Fushan kids back in bus

California Zephyr—May 2011:
Cross-Country Reality Check

 

TRUE AMERICAN NATIVE SON

We are in Illinois now and have just crossed the Mississippi. It's big alright. But you might ask, per the last discussion, compared to what? If you take the question seriously, then you would have to decide what big meant in terms of a river: Length, width, depth, flow, or some combination of these measurements? We would need to develop a chart. Let us leave that for another day, okay?

We could also take the question from a poetic point of view.

Big?
Vast!
Of incomparable extent.
Having no beginning and no ending,
eternal river of rivers,
source of all that flows ...

That is silly but more fun than charts.

We could also go jump in the river, which would be one way to end this discussion.

Better yet:

At about this point I got a call from Amtrak telling me that my connecting train in Chicago, The City of New Orleans, has been cancelled due to flooding. But they told me to come on into Chicago—what else could I do?—and they would work something out to get me to New Orleans.

Too bad. I was looking forward to "passin' trains that have no names" and singing, "Good morning America, how are you?" I feel that nostalgia most of the time these days. But I might change the lyrics to "Good morning America, who the hell are you?" Or "what the hell are you?" I've been away a long time and I don't like the America I see. Those in charge don't seem to care how many people are out of work, how many people have lost their homes, how crowded the schools are or the prisons, or about anything else as long as they've got their tax breaks.

Note: This was written slightly before the Occupy Wall Street protests began, the first on 17 September 2011 at Zuccotti Park in New York City and spreading to many other cities.

About 8 PM we pulled into Chicago and I went to the Amtrak customer-service desk to find out how they planned to get me to New Orleans.

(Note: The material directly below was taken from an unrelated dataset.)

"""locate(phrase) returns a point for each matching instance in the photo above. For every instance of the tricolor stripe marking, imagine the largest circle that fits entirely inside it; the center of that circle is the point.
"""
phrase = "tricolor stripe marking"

Here was the plan: They refunded me the price of the The City of New Orleans ticket and gave me five bucks to take a cab to the Greyhound bus depot.

Greyhound got me there but it took three buses and another day and part of the night. The buses are not like the train, where you can move around, stretch your legs, eat, drink, and put your feet up. The buses, though new, are cramped and your movement is restricted to going to the restroom if you are desperate.

When I finally got to New Orleans, I was greeted by a pickpocket with a riddle—a distraction technique—who then tried to get my money belt but failed. I had met one of America's native sons who was not a banker or a politician.